The students of 1976 had challenged a system. The system remained standing throughout the 1980s and early 90s.
Every year, when June 16 came around, adults would tell us about the bravery of the students who marched through Soweto. We learned about Hector Pieterson, the 13-year-old boy whose limp body you have probably seen in that iconic Sam Nzima photo, shot dead during the protest, carried by high school student Mbuyisa Makhubo, Hector’s sister Antoinette Sithole, running alongside them, wailing. We learned about Tsietsi Mashinini, a prominent student leader. We learned that young people had helped change the course of a country.
What I remember most is the feeling that they were not much older than we were.
As children, we are taught that history is made by presidents, generals, and famous leaders. The story of Soweto taught us something different. It taught us that history can be made by schoolchildren carrying placards. It can be made by teenagers refusing to accept what adults tell them is inevitable.
That lesson mattered.
By the time I was old enough to understand politics, South Africa was changing. States of emergency, hiding under tables to dodge bullets as political violence raged outside in township streets, school boycotts, consumer boycotts, international sanctions, mass protests, and growing resistance were making it clear that apartheid’s days were numbered. Yet even then, the future felt uncertain.
No one knew exactly when freedom would come.
When Nelson Mandela was released in 1990, I was 13 years old. Like millions of South Africans, I watched history unfold in real time. But Mandela’s release did not appear out of nowhere. It was connected to countless acts of resistance over decades. The students of Soweto were part of that chain.
Without June 16, South Africa’s story might have unfolded very differently.
Today, 50 years later, it is easy to reduce the Soweto Uprising to a photograph, a chapter in a textbook, or a public holiday. But anniversaries should do more than commemorate. They should force us to ask what remains unfinished.
The students of 1976 were demanding more than the right to learn in a language they understood, they were demanding dignity, equality, opportunity, and the right to shape their own futures.
Those demands still resonate.
South Africa is free today, but many of the inequalities that apartheid created remain deeply entrenched. Schools remain unequal. Poverty remains concentrated along familiar racial lines. Too many young people still feel locked out of the future. Apartheid also sought to separate South Africans from the rest of the continent, teaching us to see ourselves as distinct from, and often superior to, our African neighbors. Decades later, as anti-immigrant sentiment flares in South Africa, we are still confronting some of the divisions that apartheid worked so hard to instill. Honoring the legacy of June 16 means refusing to let those divisions survive another generation.

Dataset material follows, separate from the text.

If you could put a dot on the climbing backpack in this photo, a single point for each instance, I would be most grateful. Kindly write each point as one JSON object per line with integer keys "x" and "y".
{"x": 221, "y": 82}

The generation of 1976 did not imagine a South Africa where political freedom would coexist with such profound economic inequality. They imagined something bigger. That does not diminish what they achieved. If anything, it makes their courage even more extraordinary. They were children who looked at one of the world's most powerful governments and said no. They marched knowing the risks. They marched without knowing whether they would succeed. They marched because they believed that some things were worth fighting for.
Fifty years later, that remains their greatest lesson.
For those of us born after the Soweto uprising, June 16 was never just about what happened that one morning in 1976. It was about the country we inherited, the freedoms we gained, and the responsibilities that came with them. The students of Soweto changed South Africa.
The question they leave for every generation that follows is simple: What will we do with the future they helped create?